Eine laufende Inflationsspirale ist schwer zu stoppen

Die notgetriebene Kurzfristigkeit des Handelns führt dazu, dass weniger investiert und damit längerfristig weniger produziert wird. Was wiederum die Preise erhöht, wenn der Staat weiter Geld in die Wirtschaft pumpt. Ist die Inflationsspirale einmal angelaufen und hat sich die Psychologie der Konsumenten und Unternehmen verändert, ist ein Ausbruch aus dem Teufelskreis nur noch schwer und mit hohen politischen Kosten möglich.

Mit den Lockdowns und den extremen fiskalischen Stimulus-Massnahmen wie sonst nur zu Kriegszeiten wurde ein riskanter Pfad eingeschlagen. Die gesellschaftlichen Spannungen nehmen jetzt schon zu auf Grund der Restriktionen des Alltags- und Wirtschaftslebens. Was ist, wenn nun eine Inflationswelle hinzukommt und damit die Regierungen gezwungen werden, das gut gemeinte, aber in diesem Ausmass unhaltbare Geldverteilen einzuschränken oder noch höhere Teuerungsraten zu riskieren?

Die Aussichten sind keineswegs so rosig, wie die rauschende Börsenparty derzeit impliziert. Erfahrungsgemäss dauern Phasen, in denen jede Anlageklasse und praktisch jeder Anleger Gewinn macht, nicht lange. Auch wenn genau dann jeder behauptet, ein «Langfrist-Investor» zu sein.

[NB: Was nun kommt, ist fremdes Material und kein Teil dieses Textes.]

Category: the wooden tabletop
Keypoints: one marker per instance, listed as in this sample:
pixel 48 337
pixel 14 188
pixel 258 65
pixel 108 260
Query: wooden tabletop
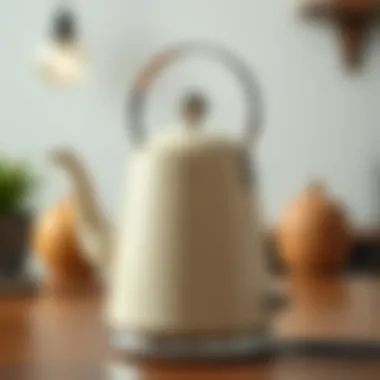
pixel 64 338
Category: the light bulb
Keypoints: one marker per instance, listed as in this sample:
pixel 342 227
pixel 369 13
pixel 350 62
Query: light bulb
pixel 61 62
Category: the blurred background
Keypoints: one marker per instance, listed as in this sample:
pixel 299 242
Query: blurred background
pixel 320 120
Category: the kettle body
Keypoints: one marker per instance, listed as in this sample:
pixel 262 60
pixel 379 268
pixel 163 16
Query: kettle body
pixel 185 272
pixel 190 259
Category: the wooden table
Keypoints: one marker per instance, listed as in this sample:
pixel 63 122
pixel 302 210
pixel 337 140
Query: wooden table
pixel 63 338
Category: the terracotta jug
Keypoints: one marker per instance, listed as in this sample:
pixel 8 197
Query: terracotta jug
pixel 57 248
pixel 313 235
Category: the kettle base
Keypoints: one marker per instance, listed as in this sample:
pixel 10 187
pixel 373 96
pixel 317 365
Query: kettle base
pixel 244 346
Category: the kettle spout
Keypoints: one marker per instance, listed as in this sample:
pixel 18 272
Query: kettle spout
pixel 93 230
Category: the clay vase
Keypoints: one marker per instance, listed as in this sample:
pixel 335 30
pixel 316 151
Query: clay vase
pixel 314 234
pixel 56 245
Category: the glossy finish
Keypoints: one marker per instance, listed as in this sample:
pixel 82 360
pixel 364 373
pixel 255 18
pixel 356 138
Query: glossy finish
pixel 64 338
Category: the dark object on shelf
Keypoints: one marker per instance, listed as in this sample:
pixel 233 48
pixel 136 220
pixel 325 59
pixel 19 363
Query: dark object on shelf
pixel 354 19
pixel 14 239
pixel 364 257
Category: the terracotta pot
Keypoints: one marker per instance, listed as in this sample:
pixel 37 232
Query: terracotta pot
pixel 56 245
pixel 314 234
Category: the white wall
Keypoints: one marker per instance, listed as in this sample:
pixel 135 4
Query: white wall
pixel 320 121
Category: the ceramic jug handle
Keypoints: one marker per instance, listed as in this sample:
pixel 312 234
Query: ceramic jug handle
pixel 156 65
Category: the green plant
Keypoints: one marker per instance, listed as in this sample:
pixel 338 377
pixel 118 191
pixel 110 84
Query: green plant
pixel 17 185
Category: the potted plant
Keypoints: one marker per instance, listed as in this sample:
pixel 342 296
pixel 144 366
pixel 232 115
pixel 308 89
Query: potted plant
pixel 17 184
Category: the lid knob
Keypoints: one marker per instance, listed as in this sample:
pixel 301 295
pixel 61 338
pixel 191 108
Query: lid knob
pixel 194 107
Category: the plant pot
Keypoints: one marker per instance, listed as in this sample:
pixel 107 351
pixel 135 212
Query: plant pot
pixel 14 239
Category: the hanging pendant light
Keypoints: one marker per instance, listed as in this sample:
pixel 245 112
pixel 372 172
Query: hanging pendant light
pixel 61 60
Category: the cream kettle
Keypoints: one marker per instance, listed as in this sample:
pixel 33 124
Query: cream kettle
pixel 186 264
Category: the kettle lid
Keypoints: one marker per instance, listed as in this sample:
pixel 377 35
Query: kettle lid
pixel 195 106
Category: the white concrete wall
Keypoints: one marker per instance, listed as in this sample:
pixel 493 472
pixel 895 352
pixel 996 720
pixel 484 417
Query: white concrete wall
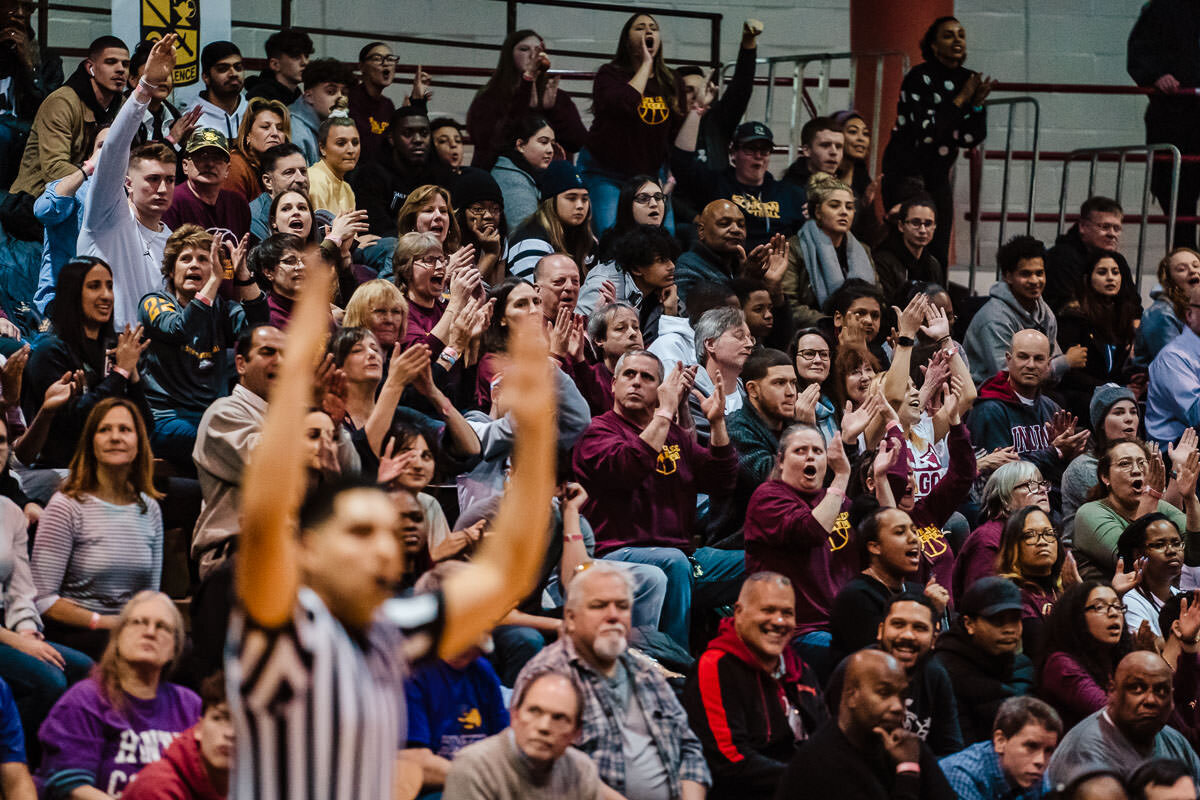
pixel 1067 41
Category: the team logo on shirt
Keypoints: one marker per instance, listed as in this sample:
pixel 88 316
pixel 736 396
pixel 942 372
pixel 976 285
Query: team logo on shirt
pixel 840 534
pixel 653 110
pixel 756 208
pixel 667 461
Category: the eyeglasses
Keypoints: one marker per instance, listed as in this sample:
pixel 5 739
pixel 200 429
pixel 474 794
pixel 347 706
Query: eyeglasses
pixel 1108 609
pixel 1038 536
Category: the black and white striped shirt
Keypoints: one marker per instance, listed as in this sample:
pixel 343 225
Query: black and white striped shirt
pixel 319 714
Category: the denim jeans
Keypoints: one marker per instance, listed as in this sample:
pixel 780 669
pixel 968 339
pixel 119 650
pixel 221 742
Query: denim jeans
pixel 37 685
pixel 173 438
pixel 717 585
pixel 604 188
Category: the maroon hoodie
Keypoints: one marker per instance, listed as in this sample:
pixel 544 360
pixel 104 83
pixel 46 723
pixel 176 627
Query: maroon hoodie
pixel 178 775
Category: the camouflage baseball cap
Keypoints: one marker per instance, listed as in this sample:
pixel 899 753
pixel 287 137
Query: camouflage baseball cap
pixel 207 138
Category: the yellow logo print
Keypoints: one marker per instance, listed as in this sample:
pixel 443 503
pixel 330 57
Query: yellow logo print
pixel 666 462
pixel 840 534
pixel 653 110
pixel 471 720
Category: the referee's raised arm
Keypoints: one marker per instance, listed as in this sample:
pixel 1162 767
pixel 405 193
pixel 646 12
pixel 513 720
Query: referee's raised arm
pixel 505 567
pixel 268 572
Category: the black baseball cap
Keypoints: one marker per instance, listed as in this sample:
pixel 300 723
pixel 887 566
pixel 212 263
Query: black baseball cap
pixel 753 132
pixel 990 596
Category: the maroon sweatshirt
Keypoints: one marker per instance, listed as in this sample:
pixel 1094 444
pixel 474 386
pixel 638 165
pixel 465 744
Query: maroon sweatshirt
pixel 178 775
pixel 640 497
pixel 783 536
pixel 630 131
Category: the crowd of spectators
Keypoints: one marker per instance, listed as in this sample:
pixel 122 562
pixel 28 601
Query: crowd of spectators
pixel 283 404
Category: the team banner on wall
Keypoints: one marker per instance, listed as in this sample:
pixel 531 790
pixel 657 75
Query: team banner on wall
pixel 193 20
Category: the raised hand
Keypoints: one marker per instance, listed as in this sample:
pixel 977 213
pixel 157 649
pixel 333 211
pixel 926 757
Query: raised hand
pixel 393 465
pixel 910 320
pixel 835 457
pixel 407 365
pixel 937 324
pixel 63 390
pixel 937 595
pixel 161 61
pixel 885 458
pixel 129 349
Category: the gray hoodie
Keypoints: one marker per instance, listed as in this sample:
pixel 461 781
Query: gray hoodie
pixel 991 332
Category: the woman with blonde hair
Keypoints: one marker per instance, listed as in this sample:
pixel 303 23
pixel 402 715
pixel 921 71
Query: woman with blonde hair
pixel 825 253
pixel 100 539
pixel 264 125
pixel 1177 272
pixel 562 223
pixel 107 728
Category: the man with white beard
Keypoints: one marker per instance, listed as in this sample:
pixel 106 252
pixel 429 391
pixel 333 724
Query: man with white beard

Unser Portfolio im Quantex Global Value ist derzeit eher auf zeitnahe Cashflows ausgerichtet mit vielen zyklischen Titeln mit tiefen Bewertungen. Nicht wenige davon stammen aus dem Rohstoffsektor und könnten von steigender Inflation zumindest kurzfristig profitieren. Wir haben diese Aktien jedoch nicht aus einer Makro-Sicht mit Blick auf die Inflationsgefahr gekauft, sondern weil sie so günstig und unbeliebt waren. Wenn jeder superlangfristig und zu teils absurden Preisen auf neue Zukunftstechnologien setzen will, nehmen wir die Gegenseite im hier und jetzt ein.